本篇論文的目的在建立一個包含時間窗限制的機率性旅行推銷員問題(Probabilistic Traveling Salesman Problem with Time Window Constraints, PTSPTW) 模式來處理機率性的需求。同時為了維持先驗 (a priori) 途程的彈性以應付未來可能發生的立即需求，模式中也導入了雙重時區 (Double Horizon) 的概念。我們提出了一個兩階段的啟發式演算法來處理這樣的問題。在此研究中發現，面對包含即時性需求的具時間窗限制之機率性旅行推銷員問題，尤其是即時性需求所佔比重較高的案例，維持先驗途程的彈性不但能夠滿足更多客戶的需求，更有助於降低車輛在途程中的總旅行時間。此外，在時間窗較狹窄與客戶需求機率較高的問題之中，具有較大彈性的先驗途程相對上也具有較大的優勢。

Nowadays, in order to keeping competitive advantages, overnight carriers are searching for more stable orders. On the other hand, carriers also concentrate on developing abilities to deal with real-time demands continuously. The common goal of overnight carriers is satisfying needs of customers as possible while keeping operating costs competitive.

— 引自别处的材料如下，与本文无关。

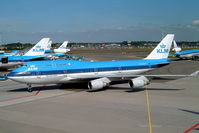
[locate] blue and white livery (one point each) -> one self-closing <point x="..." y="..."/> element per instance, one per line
<point x="98" y="74"/>
<point x="187" y="54"/>
<point x="35" y="53"/>
<point x="63" y="48"/>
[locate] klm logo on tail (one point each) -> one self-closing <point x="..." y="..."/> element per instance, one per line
<point x="62" y="47"/>
<point x="38" y="49"/>
<point x="162" y="49"/>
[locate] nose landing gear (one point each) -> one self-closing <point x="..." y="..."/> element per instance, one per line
<point x="29" y="89"/>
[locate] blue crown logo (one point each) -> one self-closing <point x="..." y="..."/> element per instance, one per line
<point x="38" y="46"/>
<point x="162" y="46"/>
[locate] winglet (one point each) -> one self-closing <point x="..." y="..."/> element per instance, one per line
<point x="3" y="78"/>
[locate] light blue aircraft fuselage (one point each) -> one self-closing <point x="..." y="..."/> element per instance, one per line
<point x="99" y="73"/>
<point x="187" y="53"/>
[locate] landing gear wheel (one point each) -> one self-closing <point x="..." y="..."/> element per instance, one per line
<point x="29" y="88"/>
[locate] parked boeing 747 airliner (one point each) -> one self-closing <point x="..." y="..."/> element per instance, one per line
<point x="98" y="74"/>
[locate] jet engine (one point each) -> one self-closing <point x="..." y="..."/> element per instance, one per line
<point x="98" y="84"/>
<point x="138" y="82"/>
<point x="178" y="49"/>
<point x="4" y="60"/>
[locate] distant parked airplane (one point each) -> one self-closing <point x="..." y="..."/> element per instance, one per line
<point x="187" y="54"/>
<point x="62" y="48"/>
<point x="35" y="53"/>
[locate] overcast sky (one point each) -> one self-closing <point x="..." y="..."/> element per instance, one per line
<point x="98" y="20"/>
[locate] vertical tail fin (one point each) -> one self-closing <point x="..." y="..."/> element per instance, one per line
<point x="49" y="45"/>
<point x="39" y="48"/>
<point x="175" y="47"/>
<point x="64" y="45"/>
<point x="162" y="49"/>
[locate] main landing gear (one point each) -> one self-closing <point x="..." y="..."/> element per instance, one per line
<point x="29" y="89"/>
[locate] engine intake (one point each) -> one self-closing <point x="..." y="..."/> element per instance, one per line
<point x="98" y="84"/>
<point x="4" y="60"/>
<point x="138" y="82"/>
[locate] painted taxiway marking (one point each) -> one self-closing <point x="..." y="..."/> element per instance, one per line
<point x="148" y="110"/>
<point x="5" y="100"/>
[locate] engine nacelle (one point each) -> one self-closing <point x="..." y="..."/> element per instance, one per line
<point x="4" y="60"/>
<point x="138" y="82"/>
<point x="2" y="52"/>
<point x="98" y="84"/>
<point x="176" y="49"/>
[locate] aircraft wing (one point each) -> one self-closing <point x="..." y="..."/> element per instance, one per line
<point x="9" y="65"/>
<point x="38" y="58"/>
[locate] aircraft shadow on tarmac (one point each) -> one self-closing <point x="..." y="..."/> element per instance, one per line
<point x="129" y="90"/>
<point x="43" y="88"/>
<point x="83" y="86"/>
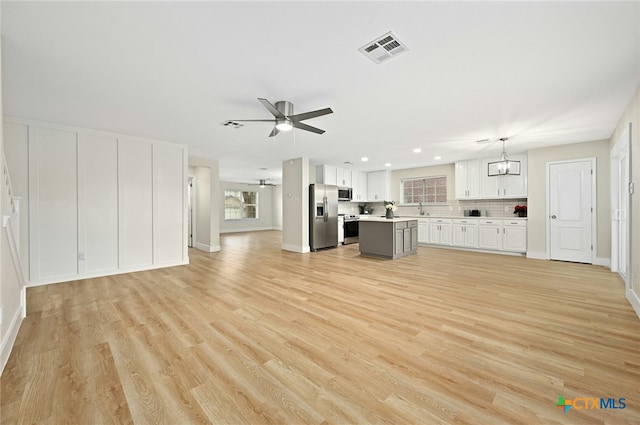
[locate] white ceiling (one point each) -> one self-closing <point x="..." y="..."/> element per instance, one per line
<point x="541" y="73"/>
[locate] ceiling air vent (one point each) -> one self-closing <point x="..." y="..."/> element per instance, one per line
<point x="383" y="48"/>
<point x="231" y="124"/>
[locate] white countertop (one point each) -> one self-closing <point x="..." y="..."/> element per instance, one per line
<point x="386" y="220"/>
<point x="414" y="217"/>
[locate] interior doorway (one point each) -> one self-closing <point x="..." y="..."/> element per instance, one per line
<point x="571" y="210"/>
<point x="621" y="206"/>
<point x="191" y="210"/>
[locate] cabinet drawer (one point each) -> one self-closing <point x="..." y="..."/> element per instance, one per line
<point x="440" y="220"/>
<point x="522" y="223"/>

The purpose of this thesis is to construct a Probabilistic Traveling Salesman Problem model with Time Window constraints (PTSPTW) to cope with probabilistic demands. Meanwhile, the idea of Double Horizon is incorporated into the model to maintain the flexibility of the a priori route for future possible immediate requests. A two stage heuristic algorithm is proposed to solve the PTSPTW. The conclusion is that the flexibility of the a priori route is helpful not only to satisfy more demands but also to reduce total traveling time of the vehicle in the problem with real-time demands, especially the cases which the weight of real-time demands is high. Besides, in the problems with narrow time window or high request probabilities, the a priori route with more flexibility has more advantages.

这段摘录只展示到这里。